New Dracula Movie Coming from Blumhouse
Blumhouse has tapped Karyn Kusama to create a new Dracula movie for Universal.
“To die, to truly be dead,” Bela Lugosi said in Hollywood’s classic adaptation of Bram Stoker’s novel Dracula, “that must be glorious.” But beloved monsters never die, no matter how many stakes you drive through their hearts. They are rebooted. Following the box office and critical success of The Invisible Man, Jason Blum’s Blumhouse production banner is looking to resurrect Dracula, according to The Hollywood Reporter. While Universal hasn’t officially signed on, they do have a first-look deal with Blumhouse and a cloakroom of capes for the Transylvanian Count.
The new Dracula movie will be helmed by Karyn Kusama (Jennifer’s Body, Destroyer, and modern horror classic The Invitation ). Matt Manfredi and Phil Hay, who teamed with Kusama on those latter two films, will write the screenplay. Kusama also recently directed an episode of HBO’s adaptation of Stephen King’s The Outsider.
Universal has learned some lessons since unwrapping The Mummy, starring Tom Cruise, in 2017. That film was one of many recent attempts to create a cohesive modern Universal Monsters cinematic universe and was a very expensive critical and commercial failure. Leigh Whannell made a contemporary version of H.G. Wells’ 1897 science fiction novel The Invisible Man for $7 million and it looks like it will earn $100 million on top of the general goodwill it has earned with audiences and critics. All that’s known about Kusama’s new Dracula at the moment is that it will take place in modern times and be shot on a modest budget. The project is almost certainly unrelated to the Renfield movie Universal announced at the end of last year.
Bram Stoker’s 1897 novel first came to the screen as Nosferatu (1922) directed by F. W. Murnau and starring Max Schreck as Count Orlok, because Stoker’s widow Florence never gave permission to use the name. Lugosi played the iconic vampire on stage before starring in Universal’s Dracula in 1931. In 2014, Universal cast Luke Evans as the vampire in Dracula Untold, and turned it into an action film as it explored the origin story of Vlad the Impaler.
The first wave of Universal’s horror franchise – which included Frankenstein (1931), The Mummy (1932), The Invisible Man (1933), Bride of Frankenstein, (1935), Werewolf of London (1935) – ended with 1936’s Dracula’s Daughter. It returned with 1939’s Son of Frankenstein, which teamed Lugosi with Boris Karloff, and 1941’s The Wolf Man, which ultimately paved the way for 1943’s Frankenstein Meets the Wolf Man, which ushered in the cinematic crossover genre.

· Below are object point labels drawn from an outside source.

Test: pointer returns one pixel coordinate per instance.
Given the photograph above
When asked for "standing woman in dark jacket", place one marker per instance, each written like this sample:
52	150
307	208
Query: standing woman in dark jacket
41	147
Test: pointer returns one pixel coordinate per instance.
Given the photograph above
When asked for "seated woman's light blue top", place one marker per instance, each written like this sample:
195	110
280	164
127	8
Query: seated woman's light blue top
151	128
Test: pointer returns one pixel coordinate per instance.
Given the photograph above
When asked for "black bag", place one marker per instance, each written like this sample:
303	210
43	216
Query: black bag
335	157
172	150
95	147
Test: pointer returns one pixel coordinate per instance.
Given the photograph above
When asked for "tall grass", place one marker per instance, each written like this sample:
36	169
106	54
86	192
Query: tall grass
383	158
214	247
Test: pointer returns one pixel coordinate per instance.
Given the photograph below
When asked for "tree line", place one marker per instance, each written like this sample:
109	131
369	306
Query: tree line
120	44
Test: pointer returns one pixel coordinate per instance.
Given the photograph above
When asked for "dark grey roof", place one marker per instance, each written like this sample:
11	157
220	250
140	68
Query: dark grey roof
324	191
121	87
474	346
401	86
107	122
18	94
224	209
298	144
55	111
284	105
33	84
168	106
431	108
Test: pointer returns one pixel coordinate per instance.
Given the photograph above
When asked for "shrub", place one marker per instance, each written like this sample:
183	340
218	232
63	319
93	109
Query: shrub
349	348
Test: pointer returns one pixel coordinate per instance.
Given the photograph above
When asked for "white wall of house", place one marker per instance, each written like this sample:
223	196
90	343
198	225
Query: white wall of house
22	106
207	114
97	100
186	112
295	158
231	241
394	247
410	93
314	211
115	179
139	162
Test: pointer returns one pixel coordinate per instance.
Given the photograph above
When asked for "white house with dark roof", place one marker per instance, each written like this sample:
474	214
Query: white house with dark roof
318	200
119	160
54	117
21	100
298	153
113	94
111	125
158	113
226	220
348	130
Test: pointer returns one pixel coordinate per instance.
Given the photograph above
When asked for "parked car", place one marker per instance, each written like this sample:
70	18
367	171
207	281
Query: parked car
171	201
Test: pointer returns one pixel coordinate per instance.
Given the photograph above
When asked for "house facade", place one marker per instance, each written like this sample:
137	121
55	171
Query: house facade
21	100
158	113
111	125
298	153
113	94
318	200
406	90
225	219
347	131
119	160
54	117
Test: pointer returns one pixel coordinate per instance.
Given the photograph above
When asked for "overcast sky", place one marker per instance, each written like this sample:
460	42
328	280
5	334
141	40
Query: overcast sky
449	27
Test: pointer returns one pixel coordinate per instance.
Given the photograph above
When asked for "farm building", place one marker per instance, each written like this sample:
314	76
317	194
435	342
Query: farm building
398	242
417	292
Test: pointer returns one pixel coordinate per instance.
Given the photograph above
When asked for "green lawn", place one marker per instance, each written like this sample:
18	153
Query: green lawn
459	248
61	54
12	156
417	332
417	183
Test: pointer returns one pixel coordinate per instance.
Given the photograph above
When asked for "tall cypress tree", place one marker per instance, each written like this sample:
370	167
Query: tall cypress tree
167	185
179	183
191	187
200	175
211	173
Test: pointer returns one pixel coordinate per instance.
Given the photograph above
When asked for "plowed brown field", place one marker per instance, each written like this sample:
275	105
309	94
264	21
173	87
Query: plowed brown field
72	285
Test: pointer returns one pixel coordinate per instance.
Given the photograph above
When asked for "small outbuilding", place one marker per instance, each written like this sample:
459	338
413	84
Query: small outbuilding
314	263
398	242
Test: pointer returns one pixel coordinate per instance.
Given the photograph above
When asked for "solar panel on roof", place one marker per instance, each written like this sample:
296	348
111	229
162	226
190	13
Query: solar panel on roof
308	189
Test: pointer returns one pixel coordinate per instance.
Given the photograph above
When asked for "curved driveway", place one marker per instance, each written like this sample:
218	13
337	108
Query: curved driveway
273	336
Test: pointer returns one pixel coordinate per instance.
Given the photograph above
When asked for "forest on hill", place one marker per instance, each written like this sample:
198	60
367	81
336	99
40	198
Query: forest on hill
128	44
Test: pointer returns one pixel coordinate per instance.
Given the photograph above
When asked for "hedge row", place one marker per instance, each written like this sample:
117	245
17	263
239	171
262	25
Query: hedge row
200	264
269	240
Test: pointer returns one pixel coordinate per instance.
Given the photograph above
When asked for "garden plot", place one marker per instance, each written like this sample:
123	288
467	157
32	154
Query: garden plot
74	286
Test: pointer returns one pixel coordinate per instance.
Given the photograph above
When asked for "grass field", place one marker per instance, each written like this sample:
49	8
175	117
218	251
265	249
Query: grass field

Stoker’s original novel is in the public domain and has been remade by countless other studios. Hammer Horror’s casting of Christopher Lee as Dracula and Peter Cushing as Van Helsing are almost as definitive as Lugosi and Edward van Sloan. Frank Langella reprised his 1977 Broadway take on the charming bloodsucker for John Badham’s 1979 film Dracula. Francis Ford Coppola cast Gary Oldman as the count in his 1992 adaptation Bram Stoker’s Dracula. The Count has also been fodder for comedies like Love at First Bite (1979) and Mel Brooks’ Dracula: Dead and Loving It. Doctor Who and Sherlock creators Mark Gatiss and Stephen Moffat recently cast Claes Bang as Count Dracula in the three-part miniseries from BBC One and Netflix, and there’s a Brides of Dracula series in development for ABC.
There is no word yet on casting, production or a Dracula release date.